Are games like drugs?
Chicago's WGN news is warning parents that video games are like drugs, an audacious claim that has gamers across the country wondering what those crazy journalists are smoking. According to the WGN health segment on the impact of gaming, the adrenaline rush that occurs during gameplay makes the experience itself an addictive stimulant:
"It's a stimulant. It's highly addictive. It's causing kids to forget about their friends, ignore their schoolwork and become impulsive and hot tempered."
To support this dubious assumption, they call in a social worker to give his expert medical opinion. How does social worker Robert Kauffman know that games are destroying the fabric of society? Because, he says, youngsters aren't as obedient as they used to be:
"We get kids who act out more. They don't think about what they are doing. they don't see the consequences in it. They tend to act less respectfully to their parents, and it just keeps going on."

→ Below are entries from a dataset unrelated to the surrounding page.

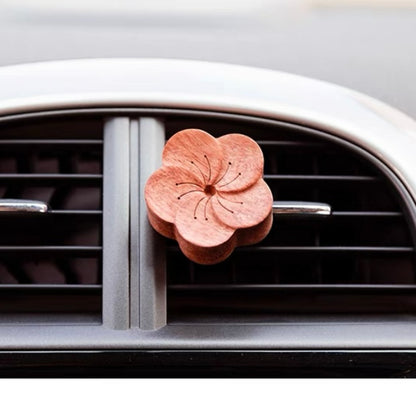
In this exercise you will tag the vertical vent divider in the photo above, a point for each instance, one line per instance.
(151, 252)
(116, 290)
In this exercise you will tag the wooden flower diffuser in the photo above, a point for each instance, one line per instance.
(209, 194)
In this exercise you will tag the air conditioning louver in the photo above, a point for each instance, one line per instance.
(361, 259)
(51, 263)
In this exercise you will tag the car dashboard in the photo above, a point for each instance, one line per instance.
(88, 288)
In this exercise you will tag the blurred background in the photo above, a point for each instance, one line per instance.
(367, 45)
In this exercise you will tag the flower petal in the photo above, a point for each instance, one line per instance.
(162, 191)
(196, 223)
(243, 209)
(197, 151)
(244, 160)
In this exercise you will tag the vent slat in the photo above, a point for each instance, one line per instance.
(316, 177)
(289, 287)
(49, 142)
(50, 177)
(319, 249)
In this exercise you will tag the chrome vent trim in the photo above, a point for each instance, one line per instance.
(51, 247)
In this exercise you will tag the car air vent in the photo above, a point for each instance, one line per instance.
(50, 263)
(359, 260)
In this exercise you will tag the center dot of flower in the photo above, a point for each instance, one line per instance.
(210, 190)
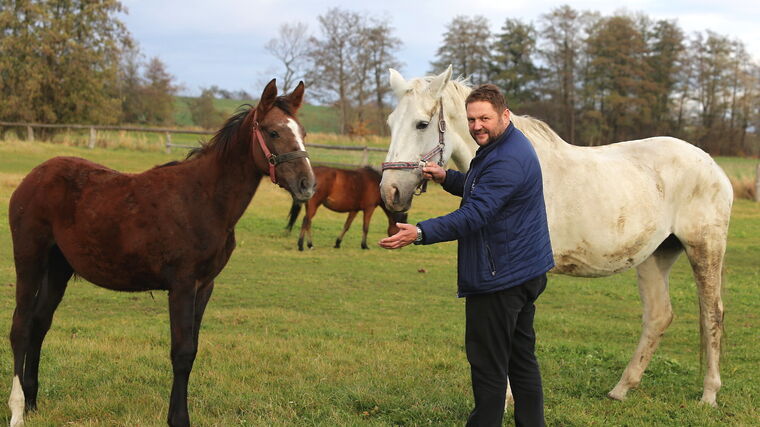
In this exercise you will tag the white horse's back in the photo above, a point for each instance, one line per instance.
(611, 206)
(629, 204)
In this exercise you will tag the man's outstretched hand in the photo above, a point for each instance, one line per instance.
(406, 235)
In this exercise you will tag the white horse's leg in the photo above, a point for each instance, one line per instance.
(707, 262)
(658, 313)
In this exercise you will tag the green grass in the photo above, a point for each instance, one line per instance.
(350, 337)
(315, 118)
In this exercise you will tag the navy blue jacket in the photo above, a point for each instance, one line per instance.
(501, 223)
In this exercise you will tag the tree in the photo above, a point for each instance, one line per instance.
(563, 42)
(132, 84)
(203, 112)
(666, 47)
(466, 46)
(618, 75)
(332, 59)
(158, 93)
(711, 56)
(61, 60)
(292, 49)
(514, 69)
(381, 46)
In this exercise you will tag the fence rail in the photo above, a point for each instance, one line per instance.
(168, 140)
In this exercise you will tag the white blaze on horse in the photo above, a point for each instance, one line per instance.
(610, 208)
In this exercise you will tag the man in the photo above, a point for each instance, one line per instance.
(504, 254)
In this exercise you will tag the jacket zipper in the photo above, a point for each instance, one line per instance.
(490, 260)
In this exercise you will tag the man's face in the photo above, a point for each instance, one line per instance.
(486, 125)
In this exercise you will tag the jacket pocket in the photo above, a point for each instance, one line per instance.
(489, 257)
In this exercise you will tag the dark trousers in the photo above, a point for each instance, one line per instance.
(501, 344)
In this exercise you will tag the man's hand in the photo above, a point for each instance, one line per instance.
(407, 234)
(434, 172)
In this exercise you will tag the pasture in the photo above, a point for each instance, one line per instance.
(351, 337)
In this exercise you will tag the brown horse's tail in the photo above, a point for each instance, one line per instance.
(295, 209)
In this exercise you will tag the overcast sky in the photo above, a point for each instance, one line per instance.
(221, 42)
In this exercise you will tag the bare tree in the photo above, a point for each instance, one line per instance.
(381, 46)
(291, 47)
(331, 58)
(563, 42)
(466, 46)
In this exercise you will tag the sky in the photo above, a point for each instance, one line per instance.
(222, 42)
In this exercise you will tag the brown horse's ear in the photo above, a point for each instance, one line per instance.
(268, 97)
(296, 97)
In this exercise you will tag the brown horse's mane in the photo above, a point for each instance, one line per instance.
(221, 141)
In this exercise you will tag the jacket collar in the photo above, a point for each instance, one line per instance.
(503, 137)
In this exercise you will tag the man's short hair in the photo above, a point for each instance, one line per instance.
(488, 93)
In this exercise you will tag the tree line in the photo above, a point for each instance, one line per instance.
(595, 79)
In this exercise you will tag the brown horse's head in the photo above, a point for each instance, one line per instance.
(283, 137)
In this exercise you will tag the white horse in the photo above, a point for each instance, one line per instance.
(630, 204)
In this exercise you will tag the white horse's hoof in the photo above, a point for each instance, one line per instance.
(617, 395)
(711, 403)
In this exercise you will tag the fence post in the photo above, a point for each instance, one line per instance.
(93, 137)
(365, 156)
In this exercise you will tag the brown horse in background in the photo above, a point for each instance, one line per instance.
(342, 190)
(169, 228)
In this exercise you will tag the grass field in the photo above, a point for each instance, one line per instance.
(315, 118)
(349, 337)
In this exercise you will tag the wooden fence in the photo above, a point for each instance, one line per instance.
(168, 138)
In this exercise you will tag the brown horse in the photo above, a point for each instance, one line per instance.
(342, 190)
(169, 228)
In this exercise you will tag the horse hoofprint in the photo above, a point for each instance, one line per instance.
(630, 204)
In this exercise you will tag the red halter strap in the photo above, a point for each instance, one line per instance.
(273, 159)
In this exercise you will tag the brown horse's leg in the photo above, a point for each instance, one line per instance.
(50, 294)
(31, 266)
(311, 210)
(365, 229)
(182, 320)
(201, 299)
(346, 226)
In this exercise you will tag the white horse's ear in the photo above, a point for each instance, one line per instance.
(398, 83)
(435, 88)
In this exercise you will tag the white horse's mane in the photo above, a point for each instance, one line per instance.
(457, 90)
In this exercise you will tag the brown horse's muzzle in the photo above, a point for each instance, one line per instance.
(298, 178)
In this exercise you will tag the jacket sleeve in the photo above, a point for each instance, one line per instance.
(454, 182)
(492, 190)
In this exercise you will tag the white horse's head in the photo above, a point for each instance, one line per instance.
(415, 131)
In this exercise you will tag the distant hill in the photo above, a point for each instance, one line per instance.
(314, 118)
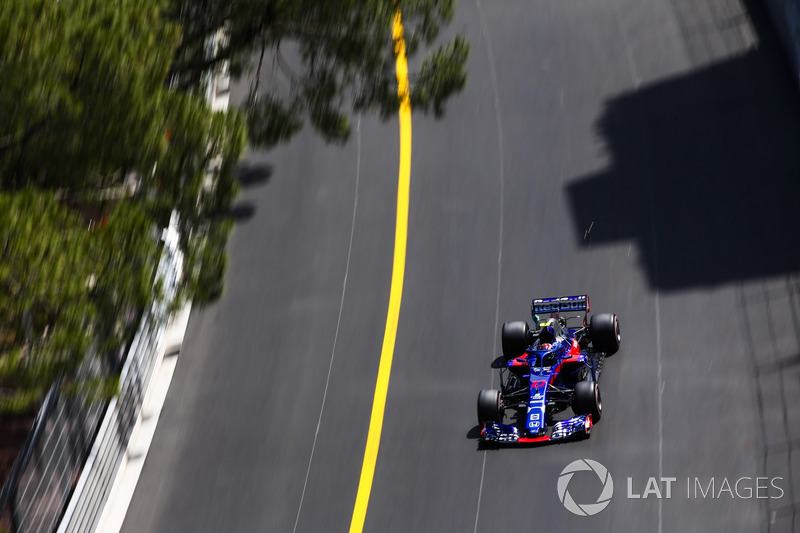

How many countless times before him have the same words been uttered in admonishment? Transformative social catalysts are always feared by those that lack familiarity with new cultural and technological developments. Stale contempt for progress resonates throughout history. No doubt Kauffman's concerns were voiced by a previous generation when Rock 'n Roll and television began to transform the fabric of American social identity, or when jazz and beat poetry invented a new kind of self expression before that. Could it simply be that no matter the era, children invoke self-affirming defiance as they grapple with the challenges of individuality and learning what it means to be an autonomous adult? Old people have been accusing young people of being impulsive and direspectful for the entire length of recorded history, so I'm inclined to believe that it has very little to do with gaming.